L’analyse de contenu est définie comme un « ensemble de techniques d’analyse des communications visant, par des procédures systématiques et objectives des descriptions de contenu des messages, à obtenir des indicateurs (quantitatif ou non) permettant l’inférence de connaissances relatives aux conditions de production de ces messages » Bardin, 1977, p 44. Pour Chiland (2005) l’analyse de contenu a une fonction heuristique puisqu’elle doit permettre de saisir les modes de raisonnement du sujet et une fonction de preuve car les conclusions doivent être soumises à l’épreuve d’autres chercheurs. Nous avons fait le choix d’analyser nos entretiens à partir d’une analyse de contenu thématique. Ce type d’analyse thématique, nous permet de relever l’ensemble des thèmes issus des entretiens, pour ensuite les fusionner, subdiviser et hiérarchiser, nous permettant d’accéder à une vue d’ensemble du contenu des entretiens.
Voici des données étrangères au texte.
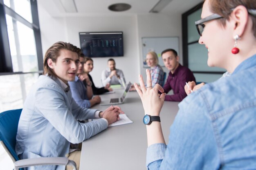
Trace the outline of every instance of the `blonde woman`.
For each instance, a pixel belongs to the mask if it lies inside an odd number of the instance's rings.
[[[146,56],[146,62],[150,67],[152,87],[157,83],[163,85],[164,83],[164,72],[158,64],[158,57],[157,54],[153,51],[149,52]]]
D’après la définition donnée par Paillé (2012, p242) « un thème est un ensemble de mots permettant de cerner ce qui est abordé dans l’extrait du corpus correspondant, tout en fournissant des indications sur la teneur du propos ». Un thème peut donc être considéré comme une unité porteuse de sens destinée à être regroupé dans une rubrique. L’intérêt de cette méthode est d’offrir un panorama des principaux contenus abordés par les patients à travers leur entretien. Dans le cadre d’entretien semi directif, l’ensemble des thèmes émergents codés ne peut être attribué uniquement aux discours du patient. Le contenu de l’entretien étant le fruit des échanges entre l’interviewé et l’intervieweur, nous ne pouvons soustraire une part de responsabilité dans l’apparition de certaines thématiques, ne serait-ce qu’à cause de l’influence de notre canevas d’entretien ou de nos diverses relances.